# Working with Local Dataset

In this tutorial, we will show how to use your own local dataset with the Dataset class. The Dataset class can help you to manage and process your eyetracking data.

## Preparations

We import `pymovements` as the alias `pm` for convenience.

In [None]:
import pymovements as pm

For demonstration purposes, we will use the raw data provided by the Toy dataset, a sample dataset that comes with *pymovements*.

We will download the resources of this dataset the directory to simulate a local dataset for you.
All downloaded archive files are automatically extracted and then removed.
The directory of the dataset will be `data/my_dataset`.

After that we won't use the python class anymore and delete the object
(the files on your system will stay in place).
Don't worry if you're confused about these lines as they are not relevant to your use case.

Just keep in mind that we now have some files with gaze data in the directory `data/my_dataset`.

In [None]:
toy_dataset = pm.Dataset('ToyDataset', path='data/my_dataset')
toy_dataset.download(remove_finished=True)

del toy_dataset

## Defining your Dataset

In order to load your dataset you will need to specify a {py:class}`~pymovements.DatasetDefinition`.

The following fields are required:

- `name`: the (abbreviated) name of your dataset
- `experiment`: the particular experiment setup
- `resources`: metadata on your available dataset resources

Some additional fields are optional:

- `long_name`: the long-form name of your dataset

## Define your Experiment

To use the Dataset class, we first need to create an Experiment instance. This class represents the properties of the experiment, such as the screen dimensions and sampling rate.

In [None]:
experiment = pm.Experiment(
    screen_width_px=1280,
    screen_height_px=1024,
    screen_width_cm=38,
    screen_height_cm=30.2,
    distance_cm=68,
    origin='upper left',
    sampling_rate=1000,
)

## Defining your resources

Next we will define our dataset resources by setting up a {py:class}`~pymovements.ResourceDefinition`.

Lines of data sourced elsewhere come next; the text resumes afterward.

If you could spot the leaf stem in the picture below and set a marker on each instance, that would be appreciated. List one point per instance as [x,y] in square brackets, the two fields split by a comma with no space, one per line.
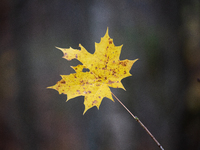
[138,120]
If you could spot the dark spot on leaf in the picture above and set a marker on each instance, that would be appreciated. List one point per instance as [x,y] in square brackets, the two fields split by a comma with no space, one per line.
[63,82]
[123,63]
[110,82]
[94,102]
[78,91]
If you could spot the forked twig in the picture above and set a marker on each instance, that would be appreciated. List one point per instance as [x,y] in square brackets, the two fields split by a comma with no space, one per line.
[138,120]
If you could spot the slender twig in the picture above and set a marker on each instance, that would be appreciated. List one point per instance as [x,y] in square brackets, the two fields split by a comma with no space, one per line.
[138,120]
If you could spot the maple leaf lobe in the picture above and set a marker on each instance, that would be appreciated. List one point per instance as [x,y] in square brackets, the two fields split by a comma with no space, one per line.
[105,70]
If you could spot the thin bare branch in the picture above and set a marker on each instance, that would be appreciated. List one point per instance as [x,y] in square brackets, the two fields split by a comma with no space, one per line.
[138,120]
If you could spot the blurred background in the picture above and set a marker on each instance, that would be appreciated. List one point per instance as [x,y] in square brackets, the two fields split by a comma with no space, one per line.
[163,91]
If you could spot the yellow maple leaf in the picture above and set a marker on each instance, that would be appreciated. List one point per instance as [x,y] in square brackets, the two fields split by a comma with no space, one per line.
[105,70]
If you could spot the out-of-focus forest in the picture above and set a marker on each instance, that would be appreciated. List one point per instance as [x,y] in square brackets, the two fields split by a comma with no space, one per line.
[163,91]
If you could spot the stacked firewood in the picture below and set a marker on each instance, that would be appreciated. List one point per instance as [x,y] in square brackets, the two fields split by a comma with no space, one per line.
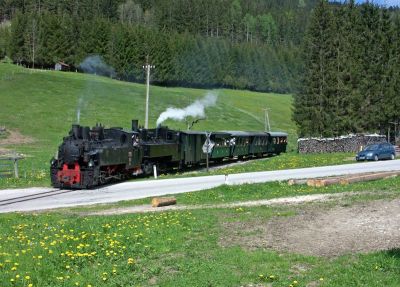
[350,143]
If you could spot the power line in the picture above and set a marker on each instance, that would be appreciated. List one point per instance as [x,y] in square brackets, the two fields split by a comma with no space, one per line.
[147,67]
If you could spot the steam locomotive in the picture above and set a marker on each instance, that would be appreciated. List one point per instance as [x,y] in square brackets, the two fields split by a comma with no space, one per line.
[91,157]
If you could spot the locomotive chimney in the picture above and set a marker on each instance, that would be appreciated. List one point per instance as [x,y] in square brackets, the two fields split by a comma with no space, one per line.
[135,124]
[77,131]
[85,133]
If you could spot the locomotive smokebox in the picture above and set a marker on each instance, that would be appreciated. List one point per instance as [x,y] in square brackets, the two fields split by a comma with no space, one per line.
[86,133]
[135,125]
[77,131]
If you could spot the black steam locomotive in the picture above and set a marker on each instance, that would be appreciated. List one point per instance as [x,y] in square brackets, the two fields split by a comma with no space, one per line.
[90,157]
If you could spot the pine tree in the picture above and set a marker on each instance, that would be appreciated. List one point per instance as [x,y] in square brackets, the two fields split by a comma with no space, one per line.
[312,112]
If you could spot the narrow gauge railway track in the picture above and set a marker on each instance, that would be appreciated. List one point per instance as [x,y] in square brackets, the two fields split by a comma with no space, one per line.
[23,198]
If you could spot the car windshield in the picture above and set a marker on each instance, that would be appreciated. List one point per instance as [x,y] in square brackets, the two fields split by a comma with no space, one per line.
[372,147]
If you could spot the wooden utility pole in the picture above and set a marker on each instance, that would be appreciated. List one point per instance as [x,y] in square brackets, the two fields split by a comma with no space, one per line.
[267,126]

A `ResourceDefinition` should always include the following fields:
- `content`: the type of content (e.g., `gaze`, `precomputed_events`)
- `filename_pattern`: the filename pattern of resource files

Some additional fields are optional but might be necessary for your dataset:
- `filename_pattern_schema_overrides`: specify datatypes of named groups in `filename_pattern`
- `load_function`: the loading function, usually inferred automatically
- `load_kwargs`: additional keyword arguments that are passed to the loading function

In our tutorial dataset we only have one type of content: `gaze` sample data stored in csv files, hence we only need to setup a single `ResourceDefinition`.

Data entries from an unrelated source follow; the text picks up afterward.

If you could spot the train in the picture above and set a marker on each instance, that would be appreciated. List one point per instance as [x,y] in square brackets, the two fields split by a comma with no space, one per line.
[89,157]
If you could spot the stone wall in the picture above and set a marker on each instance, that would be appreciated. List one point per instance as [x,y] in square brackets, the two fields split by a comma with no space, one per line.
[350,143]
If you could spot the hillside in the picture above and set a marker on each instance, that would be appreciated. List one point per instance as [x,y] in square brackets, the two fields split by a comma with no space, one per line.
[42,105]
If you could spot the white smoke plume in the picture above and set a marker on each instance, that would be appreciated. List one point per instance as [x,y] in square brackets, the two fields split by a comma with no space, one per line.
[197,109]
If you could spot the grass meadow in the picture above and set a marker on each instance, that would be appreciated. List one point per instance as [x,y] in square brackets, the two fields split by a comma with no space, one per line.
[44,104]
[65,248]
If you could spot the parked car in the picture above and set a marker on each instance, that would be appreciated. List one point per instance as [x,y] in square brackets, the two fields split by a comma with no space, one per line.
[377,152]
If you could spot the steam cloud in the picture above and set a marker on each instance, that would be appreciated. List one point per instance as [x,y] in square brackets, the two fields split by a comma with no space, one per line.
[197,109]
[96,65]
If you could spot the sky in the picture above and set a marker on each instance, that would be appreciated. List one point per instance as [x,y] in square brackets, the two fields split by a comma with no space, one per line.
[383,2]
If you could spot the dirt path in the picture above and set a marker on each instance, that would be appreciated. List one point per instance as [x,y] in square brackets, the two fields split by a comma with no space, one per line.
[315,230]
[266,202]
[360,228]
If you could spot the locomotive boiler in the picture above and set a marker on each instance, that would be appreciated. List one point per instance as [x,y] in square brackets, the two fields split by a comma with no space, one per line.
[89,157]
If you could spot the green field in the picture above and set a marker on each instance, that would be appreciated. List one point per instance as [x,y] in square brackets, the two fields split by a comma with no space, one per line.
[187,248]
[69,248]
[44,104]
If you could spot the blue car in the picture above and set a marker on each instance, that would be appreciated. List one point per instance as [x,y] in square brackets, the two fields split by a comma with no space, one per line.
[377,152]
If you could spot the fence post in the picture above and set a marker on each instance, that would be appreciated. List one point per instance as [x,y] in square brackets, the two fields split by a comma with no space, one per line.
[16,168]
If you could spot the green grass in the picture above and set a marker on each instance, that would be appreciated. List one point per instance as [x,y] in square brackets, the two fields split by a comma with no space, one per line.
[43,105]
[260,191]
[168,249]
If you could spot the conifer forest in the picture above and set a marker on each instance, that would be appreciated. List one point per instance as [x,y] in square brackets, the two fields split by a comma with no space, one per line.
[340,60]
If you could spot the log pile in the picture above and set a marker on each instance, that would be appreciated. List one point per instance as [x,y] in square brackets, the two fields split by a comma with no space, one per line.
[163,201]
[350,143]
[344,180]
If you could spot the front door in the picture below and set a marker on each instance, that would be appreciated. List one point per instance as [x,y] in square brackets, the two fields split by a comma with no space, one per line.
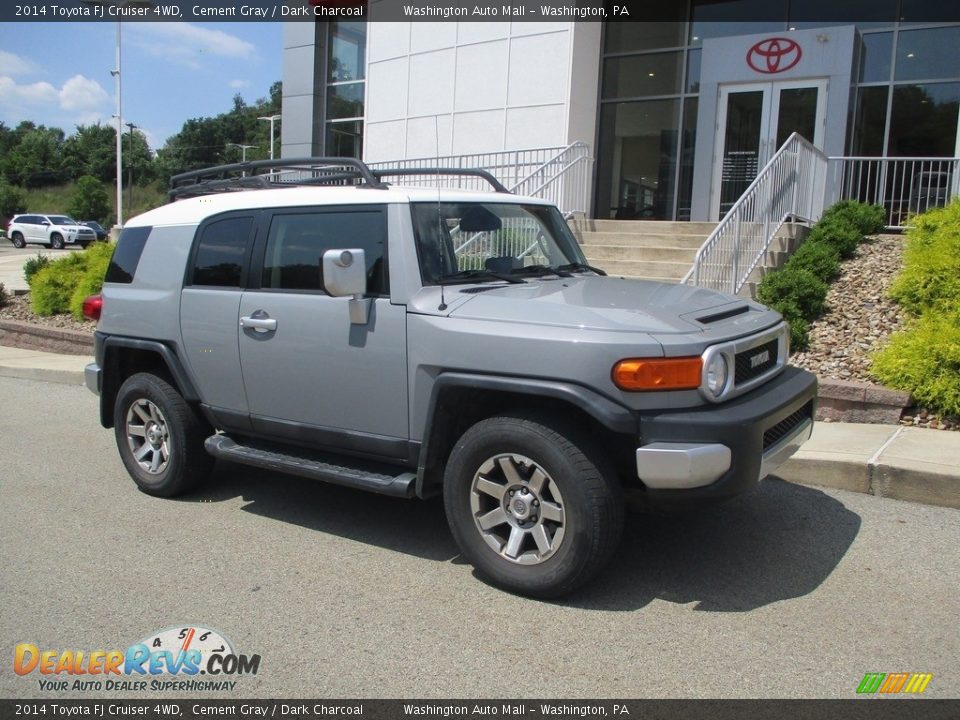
[310,375]
[753,121]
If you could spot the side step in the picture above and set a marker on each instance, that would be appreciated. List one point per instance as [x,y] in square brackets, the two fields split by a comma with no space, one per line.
[337,469]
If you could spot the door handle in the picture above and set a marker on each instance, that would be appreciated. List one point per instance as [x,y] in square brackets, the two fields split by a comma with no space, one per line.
[260,324]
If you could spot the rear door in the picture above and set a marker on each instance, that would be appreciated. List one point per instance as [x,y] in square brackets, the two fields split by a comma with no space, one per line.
[310,375]
[209,306]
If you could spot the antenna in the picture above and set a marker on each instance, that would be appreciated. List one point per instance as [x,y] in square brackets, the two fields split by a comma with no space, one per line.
[440,235]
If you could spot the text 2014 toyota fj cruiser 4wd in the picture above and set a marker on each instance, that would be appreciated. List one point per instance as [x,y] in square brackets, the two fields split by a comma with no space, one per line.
[412,341]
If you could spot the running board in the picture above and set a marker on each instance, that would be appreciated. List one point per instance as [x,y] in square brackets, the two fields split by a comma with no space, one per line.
[336,469]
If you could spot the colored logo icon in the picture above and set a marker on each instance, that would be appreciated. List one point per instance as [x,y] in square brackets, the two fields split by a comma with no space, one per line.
[774,55]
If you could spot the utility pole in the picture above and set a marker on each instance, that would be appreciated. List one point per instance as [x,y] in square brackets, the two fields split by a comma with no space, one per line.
[271,119]
[130,166]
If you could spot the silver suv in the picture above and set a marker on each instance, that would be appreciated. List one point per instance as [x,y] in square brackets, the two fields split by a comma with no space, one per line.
[56,231]
[412,342]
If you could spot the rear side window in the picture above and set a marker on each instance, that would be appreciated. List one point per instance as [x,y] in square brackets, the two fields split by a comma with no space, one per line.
[222,252]
[297,242]
[126,256]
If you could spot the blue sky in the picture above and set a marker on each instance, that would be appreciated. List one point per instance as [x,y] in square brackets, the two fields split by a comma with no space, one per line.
[58,74]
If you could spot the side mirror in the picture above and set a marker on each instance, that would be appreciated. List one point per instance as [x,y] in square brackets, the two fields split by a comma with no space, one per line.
[344,274]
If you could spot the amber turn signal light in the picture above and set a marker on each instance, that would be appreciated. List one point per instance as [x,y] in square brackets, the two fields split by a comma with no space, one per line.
[658,373]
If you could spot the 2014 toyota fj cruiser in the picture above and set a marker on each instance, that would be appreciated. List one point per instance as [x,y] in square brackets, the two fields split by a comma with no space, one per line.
[414,341]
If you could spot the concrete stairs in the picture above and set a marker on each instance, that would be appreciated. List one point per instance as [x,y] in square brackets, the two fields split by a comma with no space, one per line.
[664,250]
[650,249]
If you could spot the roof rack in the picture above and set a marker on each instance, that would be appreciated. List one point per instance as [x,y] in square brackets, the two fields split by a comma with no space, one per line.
[291,172]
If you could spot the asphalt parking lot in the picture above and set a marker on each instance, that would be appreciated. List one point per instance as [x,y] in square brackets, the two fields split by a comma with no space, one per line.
[788,591]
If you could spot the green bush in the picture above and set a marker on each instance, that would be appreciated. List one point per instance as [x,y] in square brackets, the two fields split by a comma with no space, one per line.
[98,259]
[54,286]
[820,259]
[798,288]
[867,219]
[839,233]
[930,279]
[32,266]
[924,360]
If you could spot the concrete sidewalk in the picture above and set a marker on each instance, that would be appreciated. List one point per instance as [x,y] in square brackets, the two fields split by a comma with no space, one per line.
[906,463]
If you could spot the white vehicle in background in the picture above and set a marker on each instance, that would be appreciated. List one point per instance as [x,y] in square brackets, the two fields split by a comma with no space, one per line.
[55,231]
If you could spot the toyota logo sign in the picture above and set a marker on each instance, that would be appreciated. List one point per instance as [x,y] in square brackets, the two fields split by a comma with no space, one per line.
[774,55]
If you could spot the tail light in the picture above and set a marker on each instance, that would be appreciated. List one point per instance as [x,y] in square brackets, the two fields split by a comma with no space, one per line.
[92,307]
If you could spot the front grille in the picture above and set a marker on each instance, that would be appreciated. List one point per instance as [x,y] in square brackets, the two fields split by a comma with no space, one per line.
[751,363]
[783,428]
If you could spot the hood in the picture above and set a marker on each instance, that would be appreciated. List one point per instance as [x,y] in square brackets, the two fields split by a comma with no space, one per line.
[610,304]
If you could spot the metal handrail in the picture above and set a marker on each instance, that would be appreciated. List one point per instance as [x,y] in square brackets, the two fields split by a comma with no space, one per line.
[789,187]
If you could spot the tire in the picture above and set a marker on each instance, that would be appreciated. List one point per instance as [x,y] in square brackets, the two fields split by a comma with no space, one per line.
[160,437]
[532,505]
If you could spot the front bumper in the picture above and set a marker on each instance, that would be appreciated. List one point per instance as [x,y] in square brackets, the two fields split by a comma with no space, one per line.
[721,450]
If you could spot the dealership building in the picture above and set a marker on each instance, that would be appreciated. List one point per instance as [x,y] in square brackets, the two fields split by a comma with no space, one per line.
[676,115]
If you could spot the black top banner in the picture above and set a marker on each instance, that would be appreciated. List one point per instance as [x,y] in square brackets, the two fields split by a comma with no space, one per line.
[438,10]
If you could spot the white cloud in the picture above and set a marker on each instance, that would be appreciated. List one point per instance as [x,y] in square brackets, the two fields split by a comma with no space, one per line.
[187,43]
[15,65]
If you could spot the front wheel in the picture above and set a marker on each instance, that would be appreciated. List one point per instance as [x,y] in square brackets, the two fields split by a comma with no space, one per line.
[533,507]
[159,436]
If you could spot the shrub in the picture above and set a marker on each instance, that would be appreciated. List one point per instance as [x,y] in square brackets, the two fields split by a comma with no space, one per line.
[98,259]
[794,287]
[32,266]
[924,360]
[820,259]
[839,233]
[867,219]
[54,286]
[930,279]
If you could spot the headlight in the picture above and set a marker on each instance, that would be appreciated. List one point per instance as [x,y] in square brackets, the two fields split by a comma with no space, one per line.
[716,374]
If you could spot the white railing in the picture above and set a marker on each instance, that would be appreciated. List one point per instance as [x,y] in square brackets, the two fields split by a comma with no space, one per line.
[902,186]
[789,187]
[562,175]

The `filename_pattern` is a pattern expression used to match dataset filenames.
The named groups in the curly braces will be parsed as additional metadata.

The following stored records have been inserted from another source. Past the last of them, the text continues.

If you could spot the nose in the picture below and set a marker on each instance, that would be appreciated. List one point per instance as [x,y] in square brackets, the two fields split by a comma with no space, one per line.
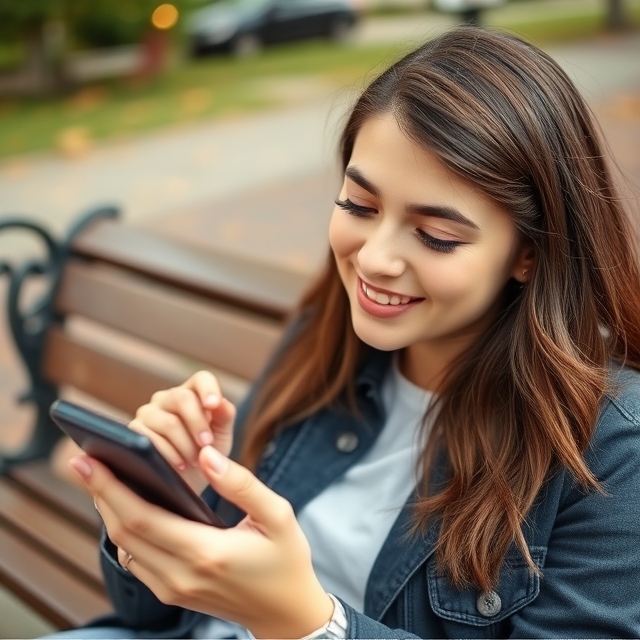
[381,254]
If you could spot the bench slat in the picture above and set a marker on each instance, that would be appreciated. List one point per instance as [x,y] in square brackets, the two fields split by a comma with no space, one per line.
[265,288]
[55,536]
[73,504]
[108,378]
[182,322]
[46,586]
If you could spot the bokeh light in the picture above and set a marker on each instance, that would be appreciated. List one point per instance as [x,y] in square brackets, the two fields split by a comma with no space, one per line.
[164,16]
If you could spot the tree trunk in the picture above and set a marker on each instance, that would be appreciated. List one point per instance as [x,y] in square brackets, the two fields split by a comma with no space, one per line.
[616,16]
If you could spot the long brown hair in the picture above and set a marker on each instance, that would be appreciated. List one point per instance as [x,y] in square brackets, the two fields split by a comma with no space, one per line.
[523,401]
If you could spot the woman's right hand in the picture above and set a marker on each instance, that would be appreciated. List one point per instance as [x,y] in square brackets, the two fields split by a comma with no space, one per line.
[181,420]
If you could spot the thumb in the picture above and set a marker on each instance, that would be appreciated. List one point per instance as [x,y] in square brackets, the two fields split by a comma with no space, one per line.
[238,485]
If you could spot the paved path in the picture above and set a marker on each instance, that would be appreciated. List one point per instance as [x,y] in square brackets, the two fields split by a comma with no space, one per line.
[201,165]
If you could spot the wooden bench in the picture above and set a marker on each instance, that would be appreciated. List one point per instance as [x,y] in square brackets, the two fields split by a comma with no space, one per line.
[123,314]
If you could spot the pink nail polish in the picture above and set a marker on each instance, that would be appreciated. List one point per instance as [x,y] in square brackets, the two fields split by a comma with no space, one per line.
[212,400]
[82,467]
[215,460]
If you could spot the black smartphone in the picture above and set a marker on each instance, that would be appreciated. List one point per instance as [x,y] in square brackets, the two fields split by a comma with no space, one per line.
[133,459]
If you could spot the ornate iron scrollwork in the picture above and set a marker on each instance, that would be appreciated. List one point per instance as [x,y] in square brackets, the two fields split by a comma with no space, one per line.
[29,326]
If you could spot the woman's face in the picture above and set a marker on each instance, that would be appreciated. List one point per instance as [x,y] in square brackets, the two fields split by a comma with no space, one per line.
[423,255]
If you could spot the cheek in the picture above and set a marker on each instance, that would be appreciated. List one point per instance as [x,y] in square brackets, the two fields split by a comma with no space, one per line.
[474,281]
[342,236]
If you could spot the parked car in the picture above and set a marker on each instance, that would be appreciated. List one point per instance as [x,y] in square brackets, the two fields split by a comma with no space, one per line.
[243,27]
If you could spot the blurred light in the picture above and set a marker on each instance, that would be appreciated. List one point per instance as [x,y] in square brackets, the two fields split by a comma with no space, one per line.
[164,16]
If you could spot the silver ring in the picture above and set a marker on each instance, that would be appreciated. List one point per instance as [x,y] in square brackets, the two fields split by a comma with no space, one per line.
[127,561]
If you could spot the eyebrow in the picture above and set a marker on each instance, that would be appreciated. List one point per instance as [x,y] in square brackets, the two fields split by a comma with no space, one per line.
[427,210]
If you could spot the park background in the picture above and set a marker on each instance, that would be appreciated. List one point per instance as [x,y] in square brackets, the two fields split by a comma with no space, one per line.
[234,154]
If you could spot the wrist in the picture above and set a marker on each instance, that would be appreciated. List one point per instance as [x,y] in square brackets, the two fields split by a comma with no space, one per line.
[299,621]
[335,628]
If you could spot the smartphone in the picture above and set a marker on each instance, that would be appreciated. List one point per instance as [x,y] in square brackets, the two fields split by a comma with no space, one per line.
[133,459]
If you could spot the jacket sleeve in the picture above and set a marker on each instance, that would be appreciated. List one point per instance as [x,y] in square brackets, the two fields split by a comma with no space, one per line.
[591,578]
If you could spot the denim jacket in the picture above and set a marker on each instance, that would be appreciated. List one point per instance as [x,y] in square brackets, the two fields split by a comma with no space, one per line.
[586,544]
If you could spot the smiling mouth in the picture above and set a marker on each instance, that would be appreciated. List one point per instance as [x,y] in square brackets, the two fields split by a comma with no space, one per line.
[390,299]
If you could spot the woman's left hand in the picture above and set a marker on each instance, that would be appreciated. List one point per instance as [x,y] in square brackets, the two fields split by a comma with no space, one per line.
[258,573]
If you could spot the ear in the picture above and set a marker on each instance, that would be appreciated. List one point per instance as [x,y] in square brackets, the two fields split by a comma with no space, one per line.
[523,263]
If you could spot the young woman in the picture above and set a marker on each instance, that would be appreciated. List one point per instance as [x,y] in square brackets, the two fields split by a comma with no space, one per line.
[448,440]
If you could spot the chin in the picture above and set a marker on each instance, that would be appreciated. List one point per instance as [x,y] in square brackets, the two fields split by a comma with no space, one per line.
[378,338]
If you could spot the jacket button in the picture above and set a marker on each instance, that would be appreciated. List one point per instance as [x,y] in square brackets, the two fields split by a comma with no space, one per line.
[269,450]
[347,442]
[489,604]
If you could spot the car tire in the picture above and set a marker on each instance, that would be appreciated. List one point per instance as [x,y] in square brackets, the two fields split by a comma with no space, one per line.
[246,45]
[340,30]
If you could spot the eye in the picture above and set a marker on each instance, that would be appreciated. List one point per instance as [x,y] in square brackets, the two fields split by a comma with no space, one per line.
[443,246]
[353,208]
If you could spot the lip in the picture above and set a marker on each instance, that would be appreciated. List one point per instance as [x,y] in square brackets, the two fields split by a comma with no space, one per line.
[382,310]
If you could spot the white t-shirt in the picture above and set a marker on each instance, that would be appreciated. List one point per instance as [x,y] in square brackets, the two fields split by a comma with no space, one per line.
[347,524]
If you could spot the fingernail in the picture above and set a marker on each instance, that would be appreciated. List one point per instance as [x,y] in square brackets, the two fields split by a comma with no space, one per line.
[82,467]
[212,400]
[215,460]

In our tutorial dataset all files conform to the filename pattern:

In [None]:
filename_pattern = r'trial_{text_id:d}_{page_id:d}.csv'

This will match filenames like `trial_1_2.csv` and parse the values of `text_id==1` and `page_id==2`.

As both `text_id` and `page_id` are numeric values, we can explicitly specify the these values as `int`:

In [None]:
filename_pattern_schema_overrides = {
    'text_id': int,
    'page_id': int,
}

## Column Definitions

The `trial_columns` argument can be used to specify which columns define a single trial.

This is important for correctly applying all preprocessing methods.

For this very small single user dataset a trial is just defined by `text_id` and `page_id`.

In [None]:
trial_columns = ['text_id', 'page_id']

The `time_column` and `pixel_columns` arguments can be used to correctly map the columns in your dataframes. If the time unit differs from the default milliseconds `ms` one must also specify the `time_unit` for correct computations.

Depending on the content of your dataset, you can alternatively also provide `position_columns`, `velocity_columns` and `acceleration_columns`.

Specifying these columns is needed for correctly applying preprocessing methods. For example, if you want to apply the {py:meth}`~pymovements.Dataset.pix2deg` method, you will need to specify `pixel_columns` accordingly.

If your dataset has gaze positions available only in degrees of visual angle, you have to specify the `position_columns` instead.

In [None]:
time_column = 'timestamp'
time_unit = 'ms'
pixel_columns = ['x', 'y']

## Setting up loading function parameters

Now we must setup the parameters for our loading function.

As the content is `gaze` and the filename extension of the `filename_pattern` is `.csv`, the loading function is automatically inferred to be `from_csv`.

In case the loading function cannot be automatically inferred from your `filename_pattern` you will have to specify it explictly:

In [None]:
load_function = 'from_csv'

Have a look at the {py:func}`~pymovements.gaze.from_csv` reference to see what additional parameters you can set up.

We will use our defined values for `time_column`, `time_unit` and `pixel_columns`.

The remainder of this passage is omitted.